The council, which has been criticised over its failure to declare a climate emergency, recently set a target to reach net zero emissions as an organisation by 2030 and for the borough as a whole to do so "as soon as possible after this and in advance of the government’s 2050 target".

These goals were set out in a framework for the council’s sustainability strategy, which was presented to the environment committee in December.

Plans drawn up by the town hall to cut carbon emissions include retrofitting council homes to improve their energy efficiency, creating a network of electric vehicle charging points and implementing more active travel improvements such as cycle schemes.

Council leader Dan Thomas said: "The council’s bold sustainability framework has been unanimously approved by council and will lead into a strategy that will see Barnet becoming a leading local authority in the area of sustainability.

"I have committed to making this a net-zero council by 2030, and our strategy will enable us to meet, and to exceed, our current targets and those set by the government, to build a sustainable borough fit for the future.

"We believed that it was best to produce a full strategy once the outcomes of COP26 and the Environment Act could be incorporated. However, this strategy does not mark the beginning of our work in building a sustainable borough – this is something that we have been doing as a council, with our residents and businesses, for many years.

"There is a lot of work to do, but building on our many successes and our status as one of London’s greenest boroughs, this framework puts us in a great position to be a sustainability leader in the years to come."

Next year, CEUK will rate councils on the actions they are taking to reduce emissions and improve biodiversity.

Isaac Beevor, from CEUK, said: "Local authorities can help to deliver 30 per cent of the cuts in carbon emissions needed to get to net zero, according to the sixth UK Carbon Budget published a year ago, so it is vital that councils do as much as they can.

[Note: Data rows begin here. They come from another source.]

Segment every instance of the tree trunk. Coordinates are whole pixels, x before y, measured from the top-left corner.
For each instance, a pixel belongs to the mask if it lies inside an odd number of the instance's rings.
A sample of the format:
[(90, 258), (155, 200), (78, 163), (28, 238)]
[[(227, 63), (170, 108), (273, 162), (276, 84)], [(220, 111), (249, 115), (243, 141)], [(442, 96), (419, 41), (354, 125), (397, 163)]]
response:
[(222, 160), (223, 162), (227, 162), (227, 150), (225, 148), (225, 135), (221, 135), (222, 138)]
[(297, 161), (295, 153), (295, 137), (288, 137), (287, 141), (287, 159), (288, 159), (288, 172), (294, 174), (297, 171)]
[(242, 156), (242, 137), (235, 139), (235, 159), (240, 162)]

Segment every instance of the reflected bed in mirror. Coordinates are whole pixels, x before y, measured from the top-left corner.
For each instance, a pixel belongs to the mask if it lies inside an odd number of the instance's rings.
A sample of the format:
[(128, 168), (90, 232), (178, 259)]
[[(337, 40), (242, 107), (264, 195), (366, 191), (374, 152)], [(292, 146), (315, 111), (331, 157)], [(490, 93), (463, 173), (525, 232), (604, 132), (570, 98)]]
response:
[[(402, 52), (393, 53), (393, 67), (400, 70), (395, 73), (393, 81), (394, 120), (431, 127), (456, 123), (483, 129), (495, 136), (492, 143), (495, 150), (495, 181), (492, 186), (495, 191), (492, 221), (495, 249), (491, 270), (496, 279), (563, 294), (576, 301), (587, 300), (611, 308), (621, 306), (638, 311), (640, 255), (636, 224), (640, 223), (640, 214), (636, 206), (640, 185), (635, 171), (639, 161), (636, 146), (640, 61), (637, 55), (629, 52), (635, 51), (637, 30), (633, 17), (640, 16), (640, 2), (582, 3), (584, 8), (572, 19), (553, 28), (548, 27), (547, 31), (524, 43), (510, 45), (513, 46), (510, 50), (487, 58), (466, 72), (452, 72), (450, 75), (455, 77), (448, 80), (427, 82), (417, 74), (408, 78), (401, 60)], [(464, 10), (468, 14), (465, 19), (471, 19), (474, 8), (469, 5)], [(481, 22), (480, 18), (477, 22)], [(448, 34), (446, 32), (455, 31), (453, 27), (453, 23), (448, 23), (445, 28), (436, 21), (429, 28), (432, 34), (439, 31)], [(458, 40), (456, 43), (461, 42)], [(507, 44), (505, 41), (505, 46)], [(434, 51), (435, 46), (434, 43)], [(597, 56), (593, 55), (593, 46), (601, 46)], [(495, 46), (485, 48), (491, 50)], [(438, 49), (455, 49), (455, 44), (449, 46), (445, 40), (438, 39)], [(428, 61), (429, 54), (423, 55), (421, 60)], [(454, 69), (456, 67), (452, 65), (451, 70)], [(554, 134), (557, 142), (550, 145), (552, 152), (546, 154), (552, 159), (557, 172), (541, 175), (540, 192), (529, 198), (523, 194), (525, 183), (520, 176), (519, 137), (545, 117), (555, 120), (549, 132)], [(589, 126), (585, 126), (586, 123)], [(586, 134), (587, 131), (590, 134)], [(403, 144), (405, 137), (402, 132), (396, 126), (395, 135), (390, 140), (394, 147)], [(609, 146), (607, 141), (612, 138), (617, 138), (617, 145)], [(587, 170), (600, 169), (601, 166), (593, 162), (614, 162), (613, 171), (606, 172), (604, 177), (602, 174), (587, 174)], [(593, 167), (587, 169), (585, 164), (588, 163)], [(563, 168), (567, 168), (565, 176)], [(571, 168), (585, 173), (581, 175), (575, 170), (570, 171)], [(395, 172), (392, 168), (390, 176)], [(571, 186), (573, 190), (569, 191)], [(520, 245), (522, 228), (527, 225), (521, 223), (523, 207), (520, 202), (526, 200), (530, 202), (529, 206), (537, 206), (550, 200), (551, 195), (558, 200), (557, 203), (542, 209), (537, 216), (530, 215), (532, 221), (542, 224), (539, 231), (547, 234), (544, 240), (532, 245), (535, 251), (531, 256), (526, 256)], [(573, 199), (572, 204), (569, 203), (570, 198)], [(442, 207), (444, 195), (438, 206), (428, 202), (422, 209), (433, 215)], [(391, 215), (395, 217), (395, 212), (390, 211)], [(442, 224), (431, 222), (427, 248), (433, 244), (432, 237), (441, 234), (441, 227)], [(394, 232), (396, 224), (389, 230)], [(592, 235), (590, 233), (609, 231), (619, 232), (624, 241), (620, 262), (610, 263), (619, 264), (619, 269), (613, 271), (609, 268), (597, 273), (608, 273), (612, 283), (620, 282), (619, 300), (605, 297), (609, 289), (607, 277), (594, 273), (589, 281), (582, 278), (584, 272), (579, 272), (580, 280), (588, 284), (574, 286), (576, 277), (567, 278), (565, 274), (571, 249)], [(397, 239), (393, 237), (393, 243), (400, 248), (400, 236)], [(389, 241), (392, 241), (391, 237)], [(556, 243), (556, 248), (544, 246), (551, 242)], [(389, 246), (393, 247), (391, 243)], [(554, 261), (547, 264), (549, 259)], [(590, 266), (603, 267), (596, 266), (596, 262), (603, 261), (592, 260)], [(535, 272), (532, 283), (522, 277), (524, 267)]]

"This year’s scorecards are just the start of the process. It has been an important exercise to understand what makes a good council climate action plan, and we hope that it will help councils learn from each other and up their game. A good plan will help a local authority deliver effective actions, as well as enabling local residents to know what their council has committed to and so hold the council to account.

"While we understand that councils need much more support and funding from national government and have been stretched by responding to the pandemic, the fact that some councils have developed well thought-out, costed and ambitious plans shows that it is possible."